Fracking bribes and grammar groupies…

THERESA May wishes to lead a government driven by the interests of the many – “ordinary families for whom life is harder than many people in politics realise”.

Turns out this involves waving wads of notes under the noses of residents affected by fracking and bunging a few more to anyone living near the site of an unpopular new housing estate. Oh, and she’d like to bring back grammar schools, too.

That’s quite a lot scribbled on the Post-it note she stuck on the front of David Cameron’s old Etonian exercise book.

So let’s look at those three proposals in that order, starting with using the £1 billion shale wealth fund, as set up by departed chancellor George Osborne, to give cash payments to households affected by fracking. The original idea had been to pass the money to local community groups, but Mrs May is said to favour a more direct approach – one that ordinary families of a cynical disposition might think of as a bribe.

This remoulded Tory party loves fracking, as did the now disbanded Cameron model.

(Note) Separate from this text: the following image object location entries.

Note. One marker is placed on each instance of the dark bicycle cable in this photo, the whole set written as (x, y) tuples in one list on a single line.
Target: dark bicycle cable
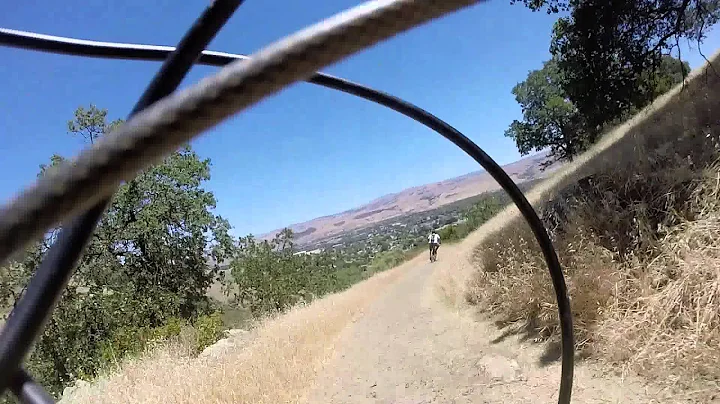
[(75, 47), (217, 58), (28, 319)]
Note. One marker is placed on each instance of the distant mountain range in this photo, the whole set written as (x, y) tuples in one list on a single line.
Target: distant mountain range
[(415, 199)]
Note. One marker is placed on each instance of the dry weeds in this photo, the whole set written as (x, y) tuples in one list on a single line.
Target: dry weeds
[(640, 247), (276, 363)]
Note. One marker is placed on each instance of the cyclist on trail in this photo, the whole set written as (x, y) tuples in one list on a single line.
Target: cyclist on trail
[(434, 243)]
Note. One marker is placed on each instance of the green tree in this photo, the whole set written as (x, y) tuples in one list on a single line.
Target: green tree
[(550, 120), (611, 56), (146, 265), (271, 277)]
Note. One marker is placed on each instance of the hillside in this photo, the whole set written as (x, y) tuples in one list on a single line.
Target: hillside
[(413, 200)]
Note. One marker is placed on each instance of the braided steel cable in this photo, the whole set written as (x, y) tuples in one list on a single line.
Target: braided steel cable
[(28, 319), (144, 52)]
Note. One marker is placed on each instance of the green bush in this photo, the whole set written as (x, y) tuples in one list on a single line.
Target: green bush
[(209, 329)]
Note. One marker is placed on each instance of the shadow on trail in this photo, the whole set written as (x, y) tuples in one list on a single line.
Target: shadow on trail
[(529, 331)]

Mrs May has decided to poison the local well by instituting a weird postcode lottery where you can have a reported £10,000 or more if fracking is going to take place near to your property.

The arguments for and against fracking remain the same; what’s changed is that Mrs May wishes to circumvent local disputes by handing out government dosh, presumably in the hope that this will silence the dissenters.

Will this sum offset the drop in the value of a property potentially blighted by the ground being exploded underneath your house in the search for gas? Hard to say, as the only detail so far is that Mrs May has been going about the place with wads of notes under her smart blue coat, whispering “This’ll sweeten the blow, dearie.”

The thing is, this changes nothing – it just gives some people a random bribe from the state. If you ask me, fracking is an old-style bit of planet disruption, a final spin of the old oil and gas wheel: and this money represents a probably fairly measly bribe for accepting the damage to your community. Surely we should be looking at low-carbon energy, not bribing people to accept an unseemly dash for gas.

But others may be happy, as money seals the deal for some people, and years ago Mrs Thatcher ran a very successful side-line in flogging off cut-price council houses with little or no regard to future consequences (reducing housing stock and adding more fuel to the house-price bonfire).

Still with housing, some of the papers today report that the prime minister wishes to offer more state money to disgruntled locals if they live near to controversial new housing schemes. Is this the new May way: if you don’t like something, we’ll bung you some money to buy your silence? Once you begin to unwrap this new prime minister, she begins to look somewhat less scrupulous than you first imagined.

As for the suggestion to bring back grammar schools, that bit of tired old Tory ideology has been around for decades. Yesterday I wrote about the three Cole brothers, and here they are again (briefly this time, I promise). Two of us went to the local grammar school, a third failed the 11-plus and went to a secondary modern school; this started a much tougher and longer route to further education for the one of us who didn’t get through the grammar gates.

Those who love grammar schools tell you that they offer the best chance to less advantaged children, but they never tell you that the percentages are small, with most grammar schools favouring the already advantaged – and they always forget to mention that selective schools don’t only select, they reject too. The successful few who pass through those gates are vastly outnumbered by the many who are turned away.

Selection at 11 is a cruel way to run an education system, creating more problems than it solves, and fostering much less social mobility than the grammar groupies would have us believe. Or so says this old grammar school boy.